Based on Pit Agarmen’s novel (a form in which this story doubtlessly worked better), Dominique Rocher’s feature debut “The Night Eats the World” focuses on an isolated guy’s boredom and loneliness after an outbreak of the flesh-eating undead leaves him trapped in a Parisian apartment building. The very definition of a well-made movie that nonetheless really needn’t have been made at all, Rocher’s entry into the canon will attract a few zombie completists, but provide little fun for the average genre buff and underwhelming reward for art-house audiences.
At the start, Sam (talented Norwegian thesp Anders Danielsen Lie, star of Joachim Trier’s “Oslo, August 31st”) shows up at his ex-girlfriend’s door, a grudging errand — evidently it was not a happy parting — made more unpleasant by the discovery that she and her new boyfriend are hosting a crowded party. Wanting only to retrieve some personal possessions she’d accidentally taken with her, he retreats to a back office room and locks the door. Upon finding the stuff he’s after, he improbably — given his agitated, annoyed mood — falls asleep in an armchair. When he wakes up, he discovers the rest of the apartment has been trashed, its walls spattered with blood.
After an alarming brief encounter with the now-undead hosts and a survey of the street outside, Sam quickly grasps the situation (apparently he’s seen the same movies we have) and barricades himself in for a long haul as quite possibly the last non-cannibalistic human left in Paris. The non-living population is fast-moving and ravenous. Fortunately for him, they’re also too stupid to break down a locked door or climb up to a second-floor balcony. Raiding other flats for weapons and supplies, he soon has control of the entire building, but inevitably struggles to keep himself amused. As do we.
“Night” is polished and lively in its assembly, particularly as far as DP Jordane Chouzenoux and editor Isabelle Manquillet’s contributions go. Still, they can only do so much to camouflage the fact that there isn’t much going on here. Sam nearly gets himself killed trying to lure a stray cat off the street; he settles instead for the very one-sided companionship of an old man (Denis Lavant) turned zombie who gawps at him from his elevator-shaft cage.
Eventually he gets some real company in the form of another not-yet-zombified survivor (exiled Iranian thesp Golshifteh Farahani). But we don’t find out much about her and, less explicably, over 90 minutes’ course, we find out very little about Sam. What was his life like “before”? Who does he miss? What did he “do”? Perhaps he was a musician — although a few scenes in which Lie pounds a handy drum set or “plays” household items (like empty wine bottles) seem less an expression of character than a demonstration of an actor’s skill set, as well as a somewhat gratuitous distraction from the general plotlessness.
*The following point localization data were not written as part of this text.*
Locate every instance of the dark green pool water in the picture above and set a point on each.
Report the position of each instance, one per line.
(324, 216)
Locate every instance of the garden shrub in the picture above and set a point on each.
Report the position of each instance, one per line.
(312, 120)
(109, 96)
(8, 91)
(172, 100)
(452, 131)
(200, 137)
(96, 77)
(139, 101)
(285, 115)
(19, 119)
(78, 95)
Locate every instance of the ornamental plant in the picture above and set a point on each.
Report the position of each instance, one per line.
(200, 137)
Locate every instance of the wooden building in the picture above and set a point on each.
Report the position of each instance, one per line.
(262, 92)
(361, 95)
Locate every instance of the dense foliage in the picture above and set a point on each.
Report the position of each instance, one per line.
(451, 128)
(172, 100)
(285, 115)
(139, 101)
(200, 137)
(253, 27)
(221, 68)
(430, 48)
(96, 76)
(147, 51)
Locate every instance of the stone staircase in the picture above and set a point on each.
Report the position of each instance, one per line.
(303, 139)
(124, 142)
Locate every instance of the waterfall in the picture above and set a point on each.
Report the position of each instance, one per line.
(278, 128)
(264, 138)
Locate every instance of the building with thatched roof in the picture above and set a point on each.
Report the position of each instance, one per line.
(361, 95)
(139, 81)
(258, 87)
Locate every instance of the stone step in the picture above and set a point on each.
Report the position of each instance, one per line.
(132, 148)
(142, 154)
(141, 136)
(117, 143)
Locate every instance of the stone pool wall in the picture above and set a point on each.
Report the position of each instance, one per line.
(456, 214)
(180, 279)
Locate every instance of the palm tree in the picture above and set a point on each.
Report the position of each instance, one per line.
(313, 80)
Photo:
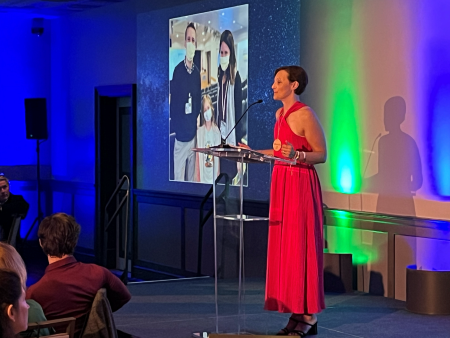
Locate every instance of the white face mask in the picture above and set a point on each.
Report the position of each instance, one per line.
(224, 62)
(190, 51)
(208, 114)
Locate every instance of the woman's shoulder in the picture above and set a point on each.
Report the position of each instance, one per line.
(278, 112)
(304, 111)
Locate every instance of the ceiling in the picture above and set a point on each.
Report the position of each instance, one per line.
(53, 7)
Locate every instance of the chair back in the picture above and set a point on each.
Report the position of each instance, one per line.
(100, 322)
(15, 228)
(68, 323)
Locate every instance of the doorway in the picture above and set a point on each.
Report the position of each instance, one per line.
(115, 127)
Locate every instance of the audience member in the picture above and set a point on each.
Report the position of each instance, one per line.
(13, 307)
(10, 206)
(11, 260)
(68, 287)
There’s an action climax, more or less. But by then, we hardly care, and the fade out doesn’t provide any fresh reason to. Many zombie films have been worse-made than this one — most of them, really — yet whether they aimed for terror, muscular action, comedy, or simply gore, at least they aimed somewhere. This relatively “realistic,” first-person solo perspective fails to be fundamentally interesting because, despite its capable star, he’s given no defined character to play. Nor is that blank slate’s humanity underlined or complicated by notable narrative invention, let alone any profound existential dimensions.
Even within the fairly small number of movies about a lone (or nearly-alone) survivor facing some endless apocalyptic or purgatorial non-future, “Night” is short on ideas. Another recent literary adaptation, “The Wall” from Austrian novelist Marlen Haushofer’s bestseller, eked far more from a similarly isolated premise, to name just one example. That film felt like an enigmatic parable. “The Night Eats the World” just feels like several rudderless months stuck in a building with a guy who probably wasn’t all that fascinating before zombies struck, and isn’t any more so now. There isn’t much entertainment or other value in sensing the novelty of the situation wear thin, just as he does.
Professionally accomplished on all levels — no matter that it might have made a better 20-minute short — “Night” has already been released in France. The version screening at Tribeca is English-language, with the performers evidently speaking their limited dialogue in takes separate from those used in the French release, as opposed to being dubbed for international distribution.